人在大学,但歌在格莱美 第428节
“哎呀,那多不好意思……”
“有什么不好意思的,我妈上春晚观众席,当然得穿得漂漂亮亮的。”
何兰的眼眶忽然有点红。
她转过头,看着窗外。
“谁能想到啊。”她轻声说,“当年我和你爸在文工团,最大的梦想就是能上一次央视。”
“结果我们没上成。”
“现在我们的儿子,要上春晚了。”
车里安静了几秒。
陈建学没有回头。
但他的喉结滚动了一下。
陈铭看着后视镜里母亲微微泛红的眼眶,声音很轻。
“妈,你们没实现的梦想,我来替你们实现。”
何兰用手背擦了一下眼角,笑着骂了一句。
“就你会说话。”
陈建学在前面闷声说了一句:“开车,别煽情。”
但他的声音也有点哑。
......
院子在京都二环里的一条老胡同深处。
不大,但收拾得很干净。
青砖灰瓦,院子里有一棵老槐树,树上挂了几个红灯笼,是房东提前布置的。
何兰一走进院子就喜欢上了。
“哎哟,这院子真好看!有年味儿!”
她放下东西,开始忙着打扫、收拾、把从江海带来的特产分门别类地摆好。
陈建学则在院子里转了一圈,最后站在老槐树下,抬头看了看天。
京都的天很蓝。
他深吸了一口冬天清冷的空气。
“好地方。”
接下来几天。
陈铭白天去央视彩排,晚上回院子陪父母。
没有彩排的日子,他就带着父母在京都转。
去了故宫,去了颐和园,去了王府井,去了后海。
何兰每到一个地方都要拍照,拍完还要发给江海乐器行的老客户们看。
“你们猜我在哪儿?”
“京都!我儿子带我来的!”
陈建学表面上嫌弃妻子大惊小怪,但其实他自己也偷偷拍了好几张照片。
只是没有发给任何人。
他存在手机相册里,自己翻着看。
一月二十八日。
农历腊月二十九。
除夕前一天的早晨。
陈铭带着父母去了天安门广场。
看升旗。
凌晨五点,一家三口就从院子里出发了。
何兰穿上了安雅提前准备的深红色呢子大衣,陈建学穿了一件藏蓝色的中山装。
两个人站在天安门广场上,看着东方的天空一点一点亮起来。
国旗护卫队迈着整齐的步伐走出城楼。
军靴踏在地面上的声音,在清晨的空气里格外清脆。
国歌响起的那一刻。
陈建学也跟着唱起。
何兰站在他旁边,仰着头看着五星红旗缓缓升起。
她的眼泪流了下来。
一种说不清的翻涌了很久的情绪,终于在这一刻找到了出口。
她年轻时在部队文工团。
唱过无数遍国歌。
但从来没有一次,像今天这样,站在天安门广场上,和自己的丈夫、自己的儿子一起,亲眼看着国旗升起。
“祖国真好。”
她小声说了一句。
声音被风吹散了,只有陈铭听到了。
陈铭看着母亲脸上的泪痕,又看了看父亲笔挺的背影。
他没有说话。
只是默默地站在他们身边。
国旗升到了旗杆顶端。
在风中猎猎作响。
陈建学缓缓放下了立正的姿势。
他转过头,看了一眼儿子。
然后又看了一眼旗杆顶端那面鲜红的国旗。
“儿子。”
“嗯?”
“明天春晚。”
“嗯。”
“好好唱。”
就三个字。
但陈铭听出了这三个字背后的所有意思。
好好唱。
唱给全国人听。
唱给你妈听。
唱给我听。
唱给这面旗帜听。
陈铭点了点头。
“放心吧,爸。
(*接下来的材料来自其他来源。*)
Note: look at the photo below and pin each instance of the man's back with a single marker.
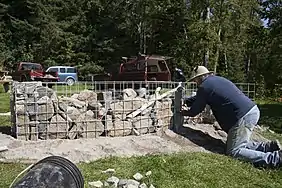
(227, 102)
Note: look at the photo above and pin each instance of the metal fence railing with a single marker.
(93, 109)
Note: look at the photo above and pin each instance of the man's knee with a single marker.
(232, 152)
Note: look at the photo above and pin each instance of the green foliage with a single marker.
(227, 36)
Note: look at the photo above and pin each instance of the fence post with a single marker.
(178, 119)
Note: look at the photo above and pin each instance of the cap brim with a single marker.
(191, 79)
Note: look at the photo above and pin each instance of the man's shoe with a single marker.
(273, 146)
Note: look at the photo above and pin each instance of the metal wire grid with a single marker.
(39, 119)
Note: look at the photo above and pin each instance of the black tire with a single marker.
(70, 81)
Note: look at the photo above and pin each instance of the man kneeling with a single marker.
(236, 114)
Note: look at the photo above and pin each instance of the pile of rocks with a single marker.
(38, 113)
(138, 181)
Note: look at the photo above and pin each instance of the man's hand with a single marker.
(184, 111)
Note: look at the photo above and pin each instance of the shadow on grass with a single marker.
(5, 125)
(203, 140)
(271, 116)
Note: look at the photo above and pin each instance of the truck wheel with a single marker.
(70, 81)
(23, 79)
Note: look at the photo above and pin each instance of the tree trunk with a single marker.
(217, 50)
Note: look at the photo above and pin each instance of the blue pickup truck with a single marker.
(66, 74)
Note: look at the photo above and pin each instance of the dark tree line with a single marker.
(227, 36)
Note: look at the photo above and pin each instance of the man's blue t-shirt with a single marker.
(227, 102)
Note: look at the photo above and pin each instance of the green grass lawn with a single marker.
(271, 114)
(173, 171)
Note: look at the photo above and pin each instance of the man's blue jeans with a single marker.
(239, 145)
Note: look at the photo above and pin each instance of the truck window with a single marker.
(71, 70)
(162, 65)
(62, 70)
(53, 70)
(141, 65)
(152, 68)
(129, 67)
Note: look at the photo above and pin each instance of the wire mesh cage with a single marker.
(42, 111)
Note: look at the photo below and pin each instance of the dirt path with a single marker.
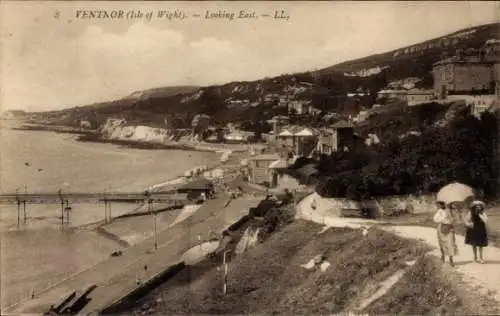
(484, 277)
(481, 277)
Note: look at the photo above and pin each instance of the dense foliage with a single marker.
(466, 150)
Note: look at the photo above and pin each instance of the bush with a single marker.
(464, 151)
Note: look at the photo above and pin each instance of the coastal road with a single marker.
(117, 276)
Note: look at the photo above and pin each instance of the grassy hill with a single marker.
(257, 101)
(269, 278)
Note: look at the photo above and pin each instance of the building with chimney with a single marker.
(468, 72)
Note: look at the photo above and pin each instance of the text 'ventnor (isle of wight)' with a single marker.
(180, 15)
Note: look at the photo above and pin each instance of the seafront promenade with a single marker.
(118, 276)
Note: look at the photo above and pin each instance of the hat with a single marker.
(477, 203)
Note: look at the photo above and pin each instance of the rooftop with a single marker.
(266, 157)
(342, 124)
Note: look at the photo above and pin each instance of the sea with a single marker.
(41, 252)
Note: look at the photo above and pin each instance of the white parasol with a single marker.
(454, 192)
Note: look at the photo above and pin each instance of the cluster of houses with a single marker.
(470, 75)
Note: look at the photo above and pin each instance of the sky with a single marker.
(51, 59)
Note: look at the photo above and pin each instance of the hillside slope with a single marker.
(271, 278)
(256, 101)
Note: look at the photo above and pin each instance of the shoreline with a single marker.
(93, 136)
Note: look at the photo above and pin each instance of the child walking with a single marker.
(476, 234)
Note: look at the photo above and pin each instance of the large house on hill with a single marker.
(472, 76)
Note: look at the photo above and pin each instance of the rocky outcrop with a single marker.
(119, 130)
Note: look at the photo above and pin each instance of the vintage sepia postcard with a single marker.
(257, 157)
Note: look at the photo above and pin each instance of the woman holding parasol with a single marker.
(448, 216)
(476, 234)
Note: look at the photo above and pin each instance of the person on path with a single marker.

”
......
一月二十九日。
农历除夕。
这一天终于到了。
下午三点。
陈铭带着父母来到了央视春晚的会场。
安检、核验、入场。
一切流程都很顺畅。
刘鸣亲自在入口处等着他们。
“陈铭老师,陈叔叔,何阿姨,这边请。”
何兰紧紧攥着陈铭的胳膊,脚步有些发虚。
她环顾四周,看到了巨大的舞台、密密麻麻的灯光设备、忙碌的工作人员,还有已经陆续入座的观众。
她的心跳快得厉害。
“儿子……”
“嗯?”
“我……我有点紧张。”
陈铭笑了。
“妈,你紧张什么?上台唱歌的是我,又不是你。”
“我知道,但是……”何兰四处张望,声音越来越小,“这地方也太大了,这么多人……”
陈建学在旁边轻轻拍了拍妻子的手背。